Hernan Vargas é vice-reitor da Universidade das Comunas e afirma que as comunas reestruturaram a economia venezuelana e colocaram a organização coletiva no centro da formação de um modo de produção alternativo.
“É vital fortalecer essa estrutura como um traço chave desse momento e ter uma estrutura central de desenvolvimento produtivo. A produção aumentou no país e as comunas são centrais. O modo de produção comunal fortaleceu os mecanismos de distribuição, de autogestão, produção, o encadeamento produtivo e uma lógica de produção de valor de uso e não centrado no valor de troca do mercado, mas para garantir o que precisa o país”, afirmou ao Brasil de Fato.
As comunas foram institucionalizadas na lei orgânica das comunas, criada em 2010 durante o governo de Hugo Chávez. Nos últimos 14 anos, os comuneros viram mudanças bruscas na sociedade venezuelana, desde a tentativa de golpes de Estado, até a implementação de sanções dos Estados Unidos em 2015 contra a economia venezuelana, que minou a capacidade de investimentos do Estado sobre os diferentes setores.
Depois dos ataques dos Estados Unidos, os comuneros entendem que o papel das comunas na construção do Estado venezuelano ficou ainda mais evidente, especialmente como espaços de preservação do chavismo e de uma linha política que tenha o socialismo como pilar.
Anais afirma que uma das atribuições das comunas é também formar politicamente os comuneros, especialmente quem não está envolvido de maneira direta com a política nacional ou mesmo que fazem oposição ao chavismo.
“Nós estamos resistindo e construindo o Estado na Venezuela, mesmo sem o nosso presidente. As comunas são a resistência política para construir um novo Estado que tenha como finalidade o fim do capitalismo. Devemos seguir sendo a resistência política e ideológica para que o projeto de Venezuela não caia e sigamos gerando consciência e seguir formando nossas pessoas para entender o que significa o socialismo na Venezuela”, disse.
Nos últimos 14 anos, os comuneros viram mudanças bruscas na sociedade venezuelana, desde tentativas de golpes de Estado até a implementação de sanções dos Estados Unidos em 2015 contra a economia venezuelana, que minaram a capacidade de investimentos do Estado sobre os diferentes setores.
Os desafios enfrentados pelo governo venezuelano a partir do bloqueio também refletiram na relação das comunas com o processo político e econômico da Venezuela e esses espaços ganharam maior protagonismo político. Uma dessas formas de mudança foi a distribuição de renda.

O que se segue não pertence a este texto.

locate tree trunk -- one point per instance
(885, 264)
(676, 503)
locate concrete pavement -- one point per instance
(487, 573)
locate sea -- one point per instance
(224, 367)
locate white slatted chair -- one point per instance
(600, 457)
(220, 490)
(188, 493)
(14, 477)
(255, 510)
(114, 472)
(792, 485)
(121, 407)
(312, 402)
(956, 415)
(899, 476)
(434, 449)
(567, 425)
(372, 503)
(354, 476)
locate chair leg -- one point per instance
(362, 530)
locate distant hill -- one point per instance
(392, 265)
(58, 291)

Os comuneros passaram a participar diretamente da alocação de recursos para projetos no território a partir das consultas populares. Essa ferramenta aproximou a Venezuela do objetivo de Chávez de uma gestão do Estado feita de baixo para cima, e que a decisão dos conselhos comunais tivesse peso na decisão coletiva.

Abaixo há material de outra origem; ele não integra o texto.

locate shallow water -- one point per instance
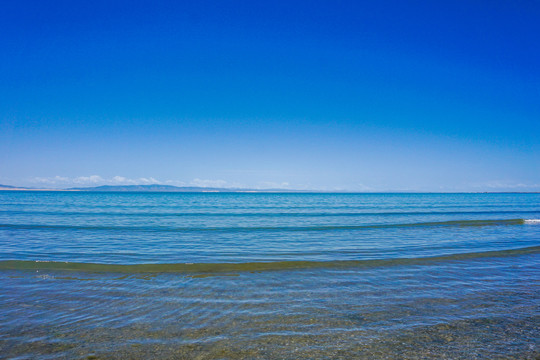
(213, 276)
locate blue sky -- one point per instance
(325, 95)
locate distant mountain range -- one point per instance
(150, 188)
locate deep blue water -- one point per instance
(244, 275)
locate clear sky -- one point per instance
(327, 95)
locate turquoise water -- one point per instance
(213, 275)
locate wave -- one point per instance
(457, 223)
(252, 266)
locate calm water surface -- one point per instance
(270, 276)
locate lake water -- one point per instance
(269, 276)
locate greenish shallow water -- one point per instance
(279, 276)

Vargas entende que esse processo estimulou a distribuição de riquezas no país a partir de uma “nova concepção de democracia” que tem a comuna como um eixo central de um novo sistema político.
Isso tudo se traduziu na mobilização popular em defesa de Nicolás Maduro e da primeira-dama Cilia Flores, sequestrados pelos Estados Unidos no primeiro sábado do ano. As marchas dos comuneros também pedia o fim da interferência estadunidense na Venezuela e a defesa da soberania nacional
“Boa parte dos recursos petroleiros foi diretamente para as consultas. Toda a população vota e o que é escolhido se executa pela própria comuna. Tudo isso se traduziu em um nível de politização muito importante. As comunas são uma frente na luta em todos os âmbitos: tanto econômico, de segurança, mobilização política. O resultado disso são as mobilizações de ruas, em um dos momentos mais tensos da nossa história”, disse Vargas.